M. Lee, de l’Université d’Ulsan, a exprimé sa profonde frustration face aux obstacles rencontrés par le film pour être projeté, qualifiant cela de « douloureux et exaspérant ».

« Quel genre de nation souveraine sommes-nous si un film ne peut même pas être projeté librement ? » a-t-il demandé. « Nous constatons clairement que le PCC a profondément infiltré de nombreux secteurs en Corée du Sud : la politique, les arts, le monde universitaire. C’est déchirant. »

Tout en condamnant le PCC pour son ingérence en Corée du Sud, M. Lee rappelle aux gens de faire la distinction entre les Chinois et le PCC.
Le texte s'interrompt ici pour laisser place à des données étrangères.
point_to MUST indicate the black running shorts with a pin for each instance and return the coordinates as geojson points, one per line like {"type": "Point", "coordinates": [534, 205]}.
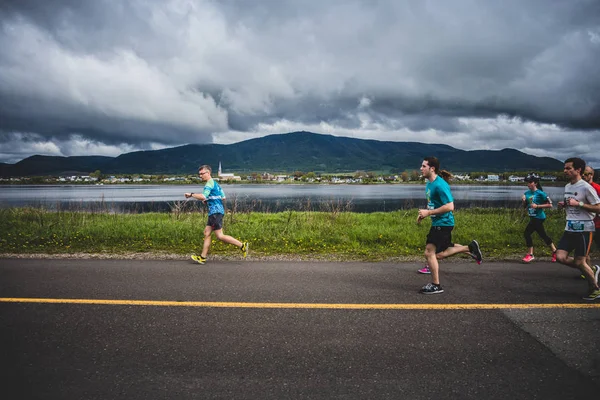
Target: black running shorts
{"type": "Point", "coordinates": [441, 237]}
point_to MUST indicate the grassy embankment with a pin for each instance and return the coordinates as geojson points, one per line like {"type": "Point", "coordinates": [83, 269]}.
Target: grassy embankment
{"type": "Point", "coordinates": [334, 235]}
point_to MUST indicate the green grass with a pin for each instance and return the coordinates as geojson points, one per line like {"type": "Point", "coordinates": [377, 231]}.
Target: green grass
{"type": "Point", "coordinates": [307, 234]}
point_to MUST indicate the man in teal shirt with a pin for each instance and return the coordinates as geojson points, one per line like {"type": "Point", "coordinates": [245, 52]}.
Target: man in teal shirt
{"type": "Point", "coordinates": [440, 205]}
{"type": "Point", "coordinates": [213, 196]}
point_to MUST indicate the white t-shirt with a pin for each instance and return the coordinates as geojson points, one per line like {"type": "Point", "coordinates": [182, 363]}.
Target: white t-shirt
{"type": "Point", "coordinates": [578, 219]}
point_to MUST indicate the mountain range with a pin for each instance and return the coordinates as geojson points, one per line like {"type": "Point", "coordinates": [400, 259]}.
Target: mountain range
{"type": "Point", "coordinates": [289, 152]}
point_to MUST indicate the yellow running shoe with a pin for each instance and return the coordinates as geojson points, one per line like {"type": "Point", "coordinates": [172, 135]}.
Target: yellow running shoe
{"type": "Point", "coordinates": [199, 259]}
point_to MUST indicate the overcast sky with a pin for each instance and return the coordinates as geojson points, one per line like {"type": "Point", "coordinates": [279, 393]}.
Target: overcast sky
{"type": "Point", "coordinates": [105, 77]}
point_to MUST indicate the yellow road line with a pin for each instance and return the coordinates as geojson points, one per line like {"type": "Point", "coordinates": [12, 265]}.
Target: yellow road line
{"type": "Point", "coordinates": [342, 306]}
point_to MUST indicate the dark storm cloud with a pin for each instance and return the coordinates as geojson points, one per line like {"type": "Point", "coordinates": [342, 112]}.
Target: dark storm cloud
{"type": "Point", "coordinates": [151, 73]}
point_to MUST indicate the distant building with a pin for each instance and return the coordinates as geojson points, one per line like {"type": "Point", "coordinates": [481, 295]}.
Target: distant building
{"type": "Point", "coordinates": [227, 177]}
{"type": "Point", "coordinates": [551, 178]}
{"type": "Point", "coordinates": [514, 178]}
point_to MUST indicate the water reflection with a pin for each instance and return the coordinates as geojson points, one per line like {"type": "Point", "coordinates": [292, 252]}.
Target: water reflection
{"type": "Point", "coordinates": [259, 198]}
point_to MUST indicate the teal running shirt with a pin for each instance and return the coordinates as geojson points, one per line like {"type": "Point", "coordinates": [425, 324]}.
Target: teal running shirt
{"type": "Point", "coordinates": [537, 197]}
{"type": "Point", "coordinates": [438, 193]}
{"type": "Point", "coordinates": [214, 197]}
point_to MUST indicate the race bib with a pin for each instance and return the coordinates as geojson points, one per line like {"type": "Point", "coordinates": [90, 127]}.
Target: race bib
{"type": "Point", "coordinates": [575, 226]}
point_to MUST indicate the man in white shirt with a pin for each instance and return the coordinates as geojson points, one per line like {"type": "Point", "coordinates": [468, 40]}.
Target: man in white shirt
{"type": "Point", "coordinates": [581, 202]}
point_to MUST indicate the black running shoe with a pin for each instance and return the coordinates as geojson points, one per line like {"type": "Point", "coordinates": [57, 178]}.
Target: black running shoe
{"type": "Point", "coordinates": [431, 288]}
{"type": "Point", "coordinates": [475, 251]}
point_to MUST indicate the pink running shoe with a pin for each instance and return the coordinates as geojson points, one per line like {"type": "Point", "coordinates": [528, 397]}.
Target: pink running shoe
{"type": "Point", "coordinates": [528, 258]}
{"type": "Point", "coordinates": [424, 270]}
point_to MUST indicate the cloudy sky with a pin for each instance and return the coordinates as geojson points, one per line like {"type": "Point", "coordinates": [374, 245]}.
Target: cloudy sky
{"type": "Point", "coordinates": [106, 77]}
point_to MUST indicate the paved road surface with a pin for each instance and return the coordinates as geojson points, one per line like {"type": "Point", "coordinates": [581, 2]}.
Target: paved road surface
{"type": "Point", "coordinates": [122, 329]}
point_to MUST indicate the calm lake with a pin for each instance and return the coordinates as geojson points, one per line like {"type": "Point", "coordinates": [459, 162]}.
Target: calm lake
{"type": "Point", "coordinates": [264, 198]}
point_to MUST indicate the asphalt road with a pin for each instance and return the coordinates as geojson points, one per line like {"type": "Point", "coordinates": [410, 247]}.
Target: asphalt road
{"type": "Point", "coordinates": [123, 329]}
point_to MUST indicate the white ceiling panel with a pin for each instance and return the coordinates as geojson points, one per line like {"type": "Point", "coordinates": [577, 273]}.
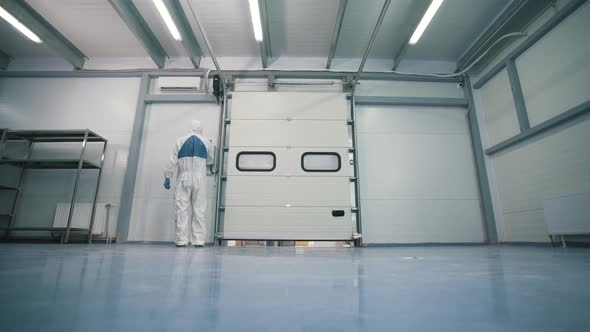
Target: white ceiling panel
{"type": "Point", "coordinates": [93, 26]}
{"type": "Point", "coordinates": [301, 27]}
{"type": "Point", "coordinates": [152, 17]}
{"type": "Point", "coordinates": [455, 26]}
{"type": "Point", "coordinates": [227, 24]}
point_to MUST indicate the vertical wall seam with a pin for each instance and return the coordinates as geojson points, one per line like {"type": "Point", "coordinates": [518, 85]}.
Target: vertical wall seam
{"type": "Point", "coordinates": [124, 220]}
{"type": "Point", "coordinates": [519, 103]}
{"type": "Point", "coordinates": [491, 232]}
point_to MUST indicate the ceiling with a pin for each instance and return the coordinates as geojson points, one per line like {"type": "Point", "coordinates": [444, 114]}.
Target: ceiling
{"type": "Point", "coordinates": [298, 28]}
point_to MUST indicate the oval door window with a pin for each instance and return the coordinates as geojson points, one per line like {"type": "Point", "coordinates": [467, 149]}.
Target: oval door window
{"type": "Point", "coordinates": [320, 162]}
{"type": "Point", "coordinates": [256, 161]}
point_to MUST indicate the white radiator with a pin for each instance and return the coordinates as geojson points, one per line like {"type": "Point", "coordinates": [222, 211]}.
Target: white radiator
{"type": "Point", "coordinates": [81, 217]}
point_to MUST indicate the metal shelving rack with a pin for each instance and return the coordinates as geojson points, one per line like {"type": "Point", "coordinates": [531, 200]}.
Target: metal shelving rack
{"type": "Point", "coordinates": [83, 136]}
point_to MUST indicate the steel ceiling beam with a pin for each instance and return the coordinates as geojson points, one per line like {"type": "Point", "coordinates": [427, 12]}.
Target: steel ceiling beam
{"type": "Point", "coordinates": [336, 34]}
{"type": "Point", "coordinates": [48, 34]}
{"type": "Point", "coordinates": [373, 36]}
{"type": "Point", "coordinates": [135, 22]}
{"type": "Point", "coordinates": [412, 22]}
{"type": "Point", "coordinates": [4, 60]}
{"type": "Point", "coordinates": [189, 40]}
{"type": "Point", "coordinates": [301, 74]}
{"type": "Point", "coordinates": [489, 33]}
{"type": "Point", "coordinates": [513, 18]}
{"type": "Point", "coordinates": [531, 40]}
{"type": "Point", "coordinates": [265, 50]}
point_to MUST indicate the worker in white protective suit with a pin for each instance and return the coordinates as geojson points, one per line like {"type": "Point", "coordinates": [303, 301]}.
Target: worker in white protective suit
{"type": "Point", "coordinates": [190, 156]}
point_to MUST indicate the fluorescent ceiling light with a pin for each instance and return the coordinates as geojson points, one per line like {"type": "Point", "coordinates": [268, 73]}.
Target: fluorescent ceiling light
{"type": "Point", "coordinates": [430, 12]}
{"type": "Point", "coordinates": [168, 19]}
{"type": "Point", "coordinates": [19, 26]}
{"type": "Point", "coordinates": [255, 15]}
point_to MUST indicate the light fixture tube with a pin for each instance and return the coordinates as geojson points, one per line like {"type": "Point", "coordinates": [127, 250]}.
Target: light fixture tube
{"type": "Point", "coordinates": [168, 19]}
{"type": "Point", "coordinates": [256, 23]}
{"type": "Point", "coordinates": [19, 26]}
{"type": "Point", "coordinates": [430, 12]}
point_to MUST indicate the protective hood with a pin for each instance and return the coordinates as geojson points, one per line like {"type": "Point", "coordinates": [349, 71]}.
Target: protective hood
{"type": "Point", "coordinates": [196, 127]}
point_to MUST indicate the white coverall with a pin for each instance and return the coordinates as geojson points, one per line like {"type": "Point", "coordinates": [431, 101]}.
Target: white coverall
{"type": "Point", "coordinates": [189, 157]}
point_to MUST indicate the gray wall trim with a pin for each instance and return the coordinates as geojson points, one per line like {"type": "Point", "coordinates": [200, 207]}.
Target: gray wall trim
{"type": "Point", "coordinates": [4, 60]}
{"type": "Point", "coordinates": [485, 38]}
{"type": "Point", "coordinates": [135, 22]}
{"type": "Point", "coordinates": [491, 232]}
{"type": "Point", "coordinates": [265, 45]}
{"type": "Point", "coordinates": [179, 99]}
{"type": "Point", "coordinates": [336, 33]}
{"type": "Point", "coordinates": [555, 121]}
{"type": "Point", "coordinates": [519, 103]}
{"type": "Point", "coordinates": [412, 101]}
{"type": "Point", "coordinates": [566, 11]}
{"type": "Point", "coordinates": [303, 74]}
{"type": "Point", "coordinates": [132, 162]}
{"type": "Point", "coordinates": [189, 41]}
{"type": "Point", "coordinates": [50, 36]}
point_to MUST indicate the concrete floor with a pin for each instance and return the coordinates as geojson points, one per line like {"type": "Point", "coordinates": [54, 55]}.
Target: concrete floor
{"type": "Point", "coordinates": [50, 287]}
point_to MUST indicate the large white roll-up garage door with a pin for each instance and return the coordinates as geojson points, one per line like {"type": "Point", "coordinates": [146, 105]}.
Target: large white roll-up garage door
{"type": "Point", "coordinates": [288, 175]}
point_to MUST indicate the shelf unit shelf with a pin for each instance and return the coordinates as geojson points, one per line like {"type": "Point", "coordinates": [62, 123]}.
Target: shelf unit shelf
{"type": "Point", "coordinates": [32, 137]}
{"type": "Point", "coordinates": [3, 187]}
{"type": "Point", "coordinates": [50, 163]}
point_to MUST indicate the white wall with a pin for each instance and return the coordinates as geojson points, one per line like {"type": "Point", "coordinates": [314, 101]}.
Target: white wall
{"type": "Point", "coordinates": [417, 168]}
{"type": "Point", "coordinates": [104, 105]}
{"type": "Point", "coordinates": [555, 75]}
{"type": "Point", "coordinates": [417, 172]}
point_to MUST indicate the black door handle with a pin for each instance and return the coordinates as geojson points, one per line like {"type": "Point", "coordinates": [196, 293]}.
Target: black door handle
{"type": "Point", "coordinates": [337, 213]}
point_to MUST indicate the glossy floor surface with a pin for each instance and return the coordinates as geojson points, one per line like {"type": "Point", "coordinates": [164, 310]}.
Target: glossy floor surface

« Le film établit une distinction claire entre les deux, c’est ce qui rend ce film si significatif », a souligné M. Lee.

« Le peuple chinois doit être libéré de l’oppression du PCC et la Corée du Sud doit se libérer de son influence », a-t-il ajouté.

Le tourisme d’organes et l’urgence de l’exposition

Un documentaire de 2017 de la chaîne de télévision sud-coréenne Chosun a révélé qu’en raison du faible taux de don d’organes en Corée du Sud, seuls 10 % des 32.000 patients nécessitant une greffe en bénéficient. Par conséquent, de nombreux Coréens recherchent des solutions plus rapides en Chine, où les délais d’attente sont plus courts et l’accès plus facile, malgré les inquiétudes croissantes quant à la provenance de ces organes.

State Organs (Organes d’État) est désormais présenté sur le site web de Doctors Against Forced Organ Harvesting (DAFOH), une organisation fondée par des professionnels de la santé pour dénoncer et mettre fin aux pratiques de prélèvement forcé d’organes. Le film n’est plus disponible sur Internet.

DAFOH décrit le prélèvement forcé d’organes comme un « crime contre l’humanité » et œuvre à l’échelle mondiale pour promouvoir des normes médicales éthiques et protéger la dignité humaine.

Cindy Song, l’une des productrices d’Organes d’État, a souligné l’importance du message du film pour le public coréen.

« Les victimes du film sont originaires de Qingdao, une ville située juste de l’autre côté de la mer, en face de la Corée du Sud », a-t-elle déclaré. « Je pense qu’il est important que le public coréen entende cette histoire. »

An Jing a contribué à la rédaction de cet article.